Toronto International Film Festival: Meet the Monsters

Categories: Film and TV
© 2012 - The Weinstein Company
Joaquin Phoenix in The Master
A critic's report from a film festival like Toronto, where something like 300 features were unveiled from September 6 through 16, can be something like a Rorschach test--or, at least, it can be something like the Rorschach test depicted in Paul Thomas Anderson's TIFF entry, The Master, in which Joaquin Phoenix's Freddie Quell sees in every ink blot a reflection of his own genital fixations. It's definitely possible that my response to the 24 movies I saw at the festival says less about the films themselves than what I was already thinking about anyway. But even with that caveat, it certainly seemed that the festival showcased movies about freedom in its distinctly American, notional "dream" variety -- its global effects in terms of politics, economics, ideology, and control, and its internal promotion and export via commercial movies.

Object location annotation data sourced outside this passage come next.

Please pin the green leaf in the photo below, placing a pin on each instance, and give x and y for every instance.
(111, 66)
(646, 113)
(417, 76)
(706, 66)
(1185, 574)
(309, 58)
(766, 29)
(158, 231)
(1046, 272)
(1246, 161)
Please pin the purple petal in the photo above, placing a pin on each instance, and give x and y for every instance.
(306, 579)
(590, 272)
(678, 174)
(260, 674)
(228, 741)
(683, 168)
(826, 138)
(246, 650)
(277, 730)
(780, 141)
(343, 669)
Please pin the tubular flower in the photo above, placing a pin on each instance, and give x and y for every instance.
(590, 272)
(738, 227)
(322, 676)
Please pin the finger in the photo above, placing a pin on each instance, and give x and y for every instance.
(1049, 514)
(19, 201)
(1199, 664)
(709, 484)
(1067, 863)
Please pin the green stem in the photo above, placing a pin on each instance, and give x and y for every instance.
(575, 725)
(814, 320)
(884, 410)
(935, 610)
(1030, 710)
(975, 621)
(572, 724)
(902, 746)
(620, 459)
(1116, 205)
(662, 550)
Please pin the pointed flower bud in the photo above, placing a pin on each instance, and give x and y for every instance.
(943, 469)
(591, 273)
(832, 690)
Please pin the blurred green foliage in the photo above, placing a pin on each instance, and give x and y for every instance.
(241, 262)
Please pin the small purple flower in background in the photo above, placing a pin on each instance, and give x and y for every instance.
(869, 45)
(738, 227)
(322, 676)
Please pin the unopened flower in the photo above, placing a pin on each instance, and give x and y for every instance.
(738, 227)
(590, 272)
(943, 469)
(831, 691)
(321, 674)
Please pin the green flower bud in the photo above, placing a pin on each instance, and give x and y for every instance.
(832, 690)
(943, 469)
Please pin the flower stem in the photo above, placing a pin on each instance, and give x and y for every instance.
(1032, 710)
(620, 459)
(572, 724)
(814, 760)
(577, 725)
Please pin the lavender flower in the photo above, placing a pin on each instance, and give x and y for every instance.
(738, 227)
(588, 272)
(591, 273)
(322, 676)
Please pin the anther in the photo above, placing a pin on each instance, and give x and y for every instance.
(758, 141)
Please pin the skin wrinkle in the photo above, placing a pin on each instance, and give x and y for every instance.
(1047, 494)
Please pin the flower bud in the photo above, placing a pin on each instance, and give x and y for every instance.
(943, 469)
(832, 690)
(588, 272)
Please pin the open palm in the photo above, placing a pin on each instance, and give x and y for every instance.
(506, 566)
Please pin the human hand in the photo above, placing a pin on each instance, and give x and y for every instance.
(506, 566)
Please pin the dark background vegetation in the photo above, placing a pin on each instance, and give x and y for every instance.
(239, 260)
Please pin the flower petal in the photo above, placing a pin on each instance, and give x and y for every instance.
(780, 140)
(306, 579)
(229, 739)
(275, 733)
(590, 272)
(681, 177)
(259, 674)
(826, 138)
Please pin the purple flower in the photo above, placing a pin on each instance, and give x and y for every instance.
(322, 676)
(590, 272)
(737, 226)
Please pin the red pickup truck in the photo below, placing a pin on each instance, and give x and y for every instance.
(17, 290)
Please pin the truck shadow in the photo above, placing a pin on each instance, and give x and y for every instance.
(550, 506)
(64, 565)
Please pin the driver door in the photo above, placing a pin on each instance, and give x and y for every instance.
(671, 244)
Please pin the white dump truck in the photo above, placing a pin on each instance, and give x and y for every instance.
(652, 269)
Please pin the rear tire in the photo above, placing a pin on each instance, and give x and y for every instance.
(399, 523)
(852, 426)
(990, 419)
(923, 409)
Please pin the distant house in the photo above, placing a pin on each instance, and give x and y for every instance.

First and foremost, there was The Master, which had its North American premiere the first weekend, setting a bar that nothing I saw after could clear. Haunted by the mythic opulence of mid-century Hollywood, it evokes a Scientology-like cult as a sideshow, convincing followers they can step into movie-like visions of their own past through methods that mimic the method of Stanislavski and Strasberg, brought into the movies of the day by mid-century stars such as Marlon Brando and Marilyn Monroe. It's also a psych exam of a nation fresh off a triumph as superheroes on the international stage, pulling together a dream future in the wake of incomprehensible horrors and unparalleled victory. What happens when you don't, or can't, conform to a collective dream?

If The Master is a journey inside a national identity just after that nation has been crowned the kings of the world, the nonfiction hybrid The Last Time I Saw Macao is, perhaps, the inverse: a document of a former colony made by descendants of its former colonizer (Portuguese filmmakers João Pedro Rodrigues and João Rui Guerra da Mata), and a drama about a loss of control. Hollywood's reach is felt here, too: Directly referencing Josef Von Sternberg's Jane Russell-starring Macao and the genre of cabaret noir, it's a travel essay made narrative by the appropriation of tropes of classic movies.